I expect that I will be writing about the Arctic National Wildlife Refuge to an alarming degree in the coming months and years. This is because I expect the Refuge to be under increasing attack in the wake of the 2016 Presidential election.
Let me just share a few introductory thoughts at this point, with more to come over time. As readers of this blog know, I have traveled in the Refuge on a number of occasions since 2001, by foot and by raft. I regard the Refuge, and particularly the Coastal Plain that is the birthing area of the Porcupine caribou herd, as a very special place. I also respect the fact that the indigenous Gwich’in people view it as sacred, the place where life begins.
The Coastal Plain has been in a legal limbo with respect to oil and gas development since 1980. Under provisions of the Alaska National Interest Lands Conservation Act, some parts of the Refuge were designated as federally protected wilderness, but not the Coastal Plain. Instead, it is part of an area that cannot be opened to oil and gas development without an affirmative act of Congress. But ANILCA failed to give the area permanent protection; that too would take an affirmative act of Congress.
In what seems like a distant era, President Obama asked Congress last year to designate additional core areas of the Refuge, including the Coastal Plain, as wilderness, which would provide permanent protection from oil and gas development there. To date, Congress has failed to take that action.
What now portends under a Trump administration and two Republican controlled houses in Congress? There will almost certainly be a concerted effort, in the name of jobs and development, to open the Coastal Plain to oil and gas exploration and production.
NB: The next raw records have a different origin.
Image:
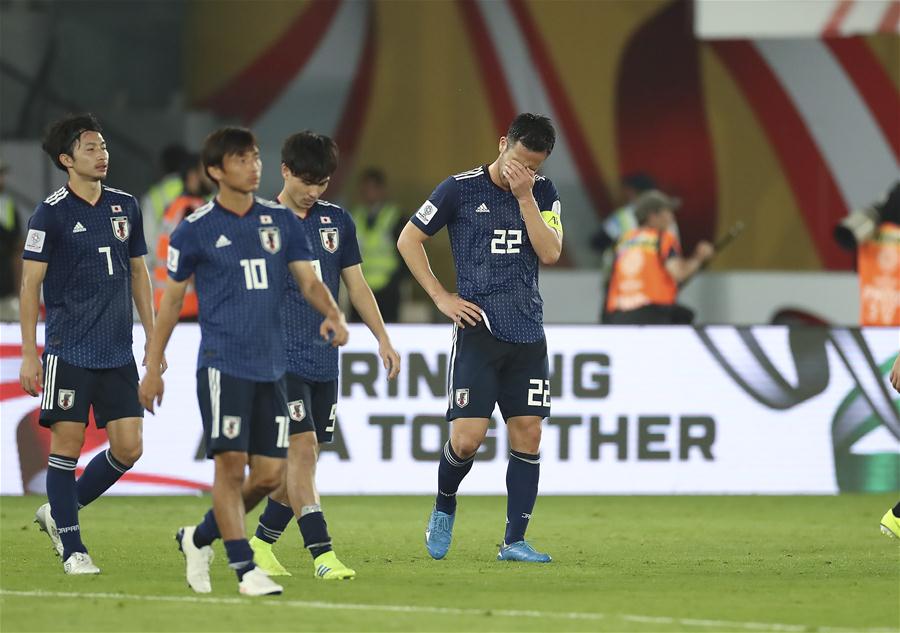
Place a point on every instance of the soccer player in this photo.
(890, 522)
(307, 162)
(85, 244)
(502, 219)
(239, 249)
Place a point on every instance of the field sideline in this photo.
(621, 564)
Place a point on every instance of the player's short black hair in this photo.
(310, 156)
(61, 135)
(226, 141)
(534, 131)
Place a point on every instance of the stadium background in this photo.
(785, 119)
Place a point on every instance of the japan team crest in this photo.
(231, 426)
(120, 227)
(66, 399)
(297, 410)
(270, 237)
(330, 239)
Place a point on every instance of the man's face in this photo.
(240, 172)
(89, 158)
(530, 159)
(304, 193)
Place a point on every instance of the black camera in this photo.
(861, 225)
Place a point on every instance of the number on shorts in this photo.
(331, 418)
(284, 431)
(539, 394)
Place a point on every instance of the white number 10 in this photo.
(106, 250)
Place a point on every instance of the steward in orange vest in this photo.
(878, 263)
(649, 266)
(196, 193)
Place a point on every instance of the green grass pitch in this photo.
(620, 564)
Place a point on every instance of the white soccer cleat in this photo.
(80, 563)
(45, 521)
(196, 560)
(257, 583)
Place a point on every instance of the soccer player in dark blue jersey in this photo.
(503, 219)
(239, 250)
(307, 162)
(85, 244)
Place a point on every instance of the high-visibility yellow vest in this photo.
(377, 245)
(7, 213)
(161, 195)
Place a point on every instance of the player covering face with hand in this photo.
(240, 250)
(503, 220)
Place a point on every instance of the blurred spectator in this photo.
(10, 253)
(160, 195)
(197, 191)
(378, 225)
(649, 266)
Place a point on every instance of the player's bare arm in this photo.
(546, 241)
(142, 293)
(411, 245)
(152, 386)
(683, 267)
(31, 373)
(334, 327)
(364, 301)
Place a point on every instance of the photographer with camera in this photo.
(874, 233)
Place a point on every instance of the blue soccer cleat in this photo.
(439, 533)
(523, 552)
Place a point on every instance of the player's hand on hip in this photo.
(519, 177)
(458, 310)
(31, 374)
(895, 374)
(334, 329)
(390, 359)
(151, 390)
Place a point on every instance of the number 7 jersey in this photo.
(496, 266)
(240, 264)
(87, 287)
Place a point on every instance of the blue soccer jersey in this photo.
(332, 234)
(87, 288)
(496, 267)
(240, 265)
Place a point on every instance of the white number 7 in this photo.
(106, 250)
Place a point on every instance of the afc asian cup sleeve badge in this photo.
(297, 410)
(270, 238)
(120, 227)
(65, 399)
(330, 239)
(231, 426)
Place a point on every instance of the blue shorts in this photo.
(485, 371)
(242, 415)
(312, 406)
(70, 392)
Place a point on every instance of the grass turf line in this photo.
(638, 563)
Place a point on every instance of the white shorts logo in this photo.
(297, 410)
(65, 399)
(426, 212)
(35, 241)
(231, 426)
(172, 259)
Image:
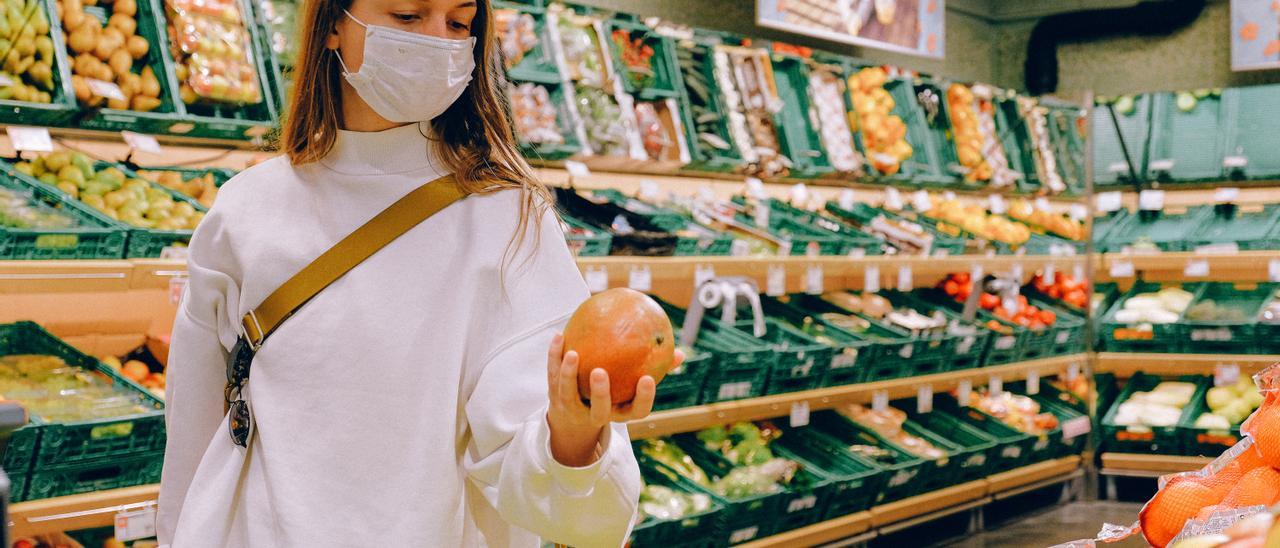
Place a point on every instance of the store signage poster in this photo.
(904, 26)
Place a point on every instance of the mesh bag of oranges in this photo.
(1224, 503)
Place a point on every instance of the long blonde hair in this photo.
(472, 137)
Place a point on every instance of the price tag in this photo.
(1151, 200)
(137, 524)
(1196, 268)
(1107, 201)
(1226, 195)
(880, 401)
(846, 199)
(1121, 269)
(141, 142)
(924, 398)
(813, 282)
(649, 191)
(996, 204)
(106, 90)
(964, 392)
(577, 169)
(776, 284)
(597, 279)
(702, 274)
(1226, 374)
(27, 138)
(800, 414)
(920, 201)
(904, 278)
(640, 278)
(892, 199)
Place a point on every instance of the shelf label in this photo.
(1107, 201)
(1226, 374)
(1121, 269)
(577, 169)
(880, 401)
(776, 283)
(28, 138)
(871, 279)
(1196, 268)
(1151, 200)
(141, 142)
(813, 282)
(924, 398)
(597, 279)
(640, 278)
(904, 278)
(703, 274)
(800, 414)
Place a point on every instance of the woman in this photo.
(423, 400)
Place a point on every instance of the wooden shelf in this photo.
(77, 511)
(1142, 465)
(1125, 364)
(690, 419)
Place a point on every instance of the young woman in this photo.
(423, 400)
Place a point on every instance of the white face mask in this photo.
(408, 77)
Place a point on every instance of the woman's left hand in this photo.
(575, 425)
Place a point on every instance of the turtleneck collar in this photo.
(391, 151)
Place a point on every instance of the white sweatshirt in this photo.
(405, 405)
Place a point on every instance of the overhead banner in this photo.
(904, 26)
(1255, 35)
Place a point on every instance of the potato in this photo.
(124, 23)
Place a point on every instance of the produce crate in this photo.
(796, 126)
(850, 352)
(1226, 336)
(94, 476)
(87, 441)
(1125, 338)
(800, 362)
(1252, 114)
(88, 238)
(890, 355)
(1230, 224)
(699, 530)
(1192, 140)
(1109, 160)
(1138, 438)
(1168, 231)
(853, 480)
(62, 108)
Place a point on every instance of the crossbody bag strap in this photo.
(364, 242)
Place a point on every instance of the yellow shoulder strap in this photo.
(364, 242)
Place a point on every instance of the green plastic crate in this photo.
(1119, 337)
(1225, 336)
(1109, 160)
(699, 530)
(1192, 140)
(87, 441)
(1143, 439)
(63, 106)
(94, 476)
(90, 238)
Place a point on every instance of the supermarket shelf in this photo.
(690, 419)
(1125, 364)
(77, 511)
(929, 506)
(1139, 465)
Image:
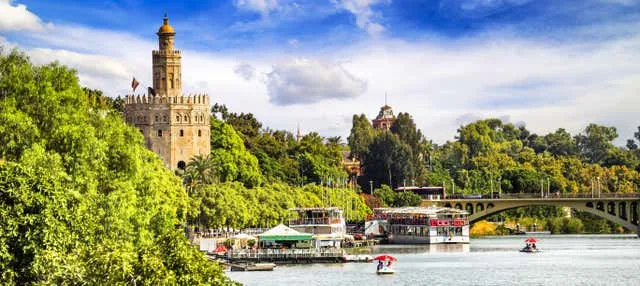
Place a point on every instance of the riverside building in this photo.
(174, 125)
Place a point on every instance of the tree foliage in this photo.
(82, 201)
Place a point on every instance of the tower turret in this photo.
(167, 66)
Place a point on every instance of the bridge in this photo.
(620, 208)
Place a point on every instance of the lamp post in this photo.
(453, 187)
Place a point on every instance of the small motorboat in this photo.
(385, 270)
(382, 268)
(531, 246)
(530, 250)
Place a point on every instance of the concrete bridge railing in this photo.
(621, 209)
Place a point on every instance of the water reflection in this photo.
(427, 248)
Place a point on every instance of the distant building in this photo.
(175, 126)
(385, 118)
(351, 164)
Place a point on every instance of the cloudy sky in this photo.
(546, 64)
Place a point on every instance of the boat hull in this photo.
(385, 271)
(410, 239)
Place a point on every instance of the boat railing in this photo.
(429, 222)
(314, 221)
(267, 253)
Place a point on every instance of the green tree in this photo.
(82, 200)
(230, 159)
(361, 136)
(596, 142)
(388, 161)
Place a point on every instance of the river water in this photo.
(565, 260)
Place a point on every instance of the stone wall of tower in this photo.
(167, 72)
(176, 128)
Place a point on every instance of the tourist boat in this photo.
(326, 224)
(382, 268)
(420, 225)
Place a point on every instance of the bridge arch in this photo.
(608, 214)
(624, 212)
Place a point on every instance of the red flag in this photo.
(134, 84)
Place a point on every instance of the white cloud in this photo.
(95, 71)
(366, 18)
(441, 82)
(308, 81)
(261, 6)
(246, 71)
(18, 18)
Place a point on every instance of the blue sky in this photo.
(546, 64)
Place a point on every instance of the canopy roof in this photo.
(283, 232)
(243, 236)
(421, 210)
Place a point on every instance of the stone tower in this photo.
(175, 126)
(385, 118)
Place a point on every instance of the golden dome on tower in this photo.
(166, 28)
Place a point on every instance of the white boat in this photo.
(326, 224)
(385, 270)
(417, 225)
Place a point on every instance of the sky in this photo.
(316, 63)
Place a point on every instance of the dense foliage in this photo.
(489, 155)
(492, 156)
(82, 201)
(283, 157)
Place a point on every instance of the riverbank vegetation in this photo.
(491, 156)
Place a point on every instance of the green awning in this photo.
(286, 237)
(284, 233)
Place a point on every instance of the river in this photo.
(565, 260)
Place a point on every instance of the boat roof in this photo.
(421, 210)
(317, 209)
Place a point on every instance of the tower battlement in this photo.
(165, 52)
(197, 99)
(175, 126)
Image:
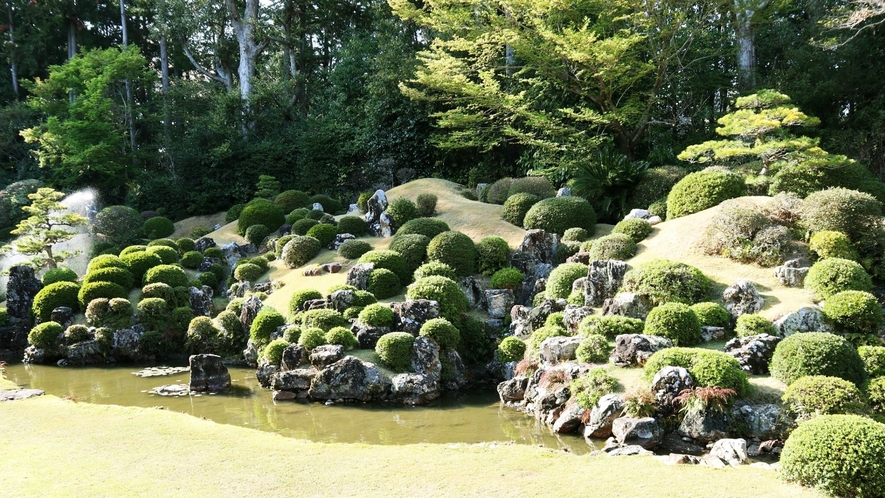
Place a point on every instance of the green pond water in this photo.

I will have more to say about this if and when those proposals are made. For now, let me just say that I do not oppose oil and gas production everywhere. Until we transition as a society to more sustainable energy sources, it will be appropriate to drill in some, indeed many, places. But that does not mean all places.
The Refuge is special. It is a unique environment that is critical to the survival of numerous animal species. With respect to our own species, sacred values count. So do the esthetic and spiritual values that people other than Alaska Natives can find there. We will all be diminished if the Coastal Plain is developed.
A key point in my mind is that development is a one-way street. Today, the Refuge is one of our last places, at landscape and ecosystem scale, that remains essentially as it has been since before the first intrepid humans crossed into North America. We can always drill it in the future should we decide to do so. But if we drill it now, there is no going back. Ever. It will never be possible to return to the pristine, undeveloped state that this special place enjoys today.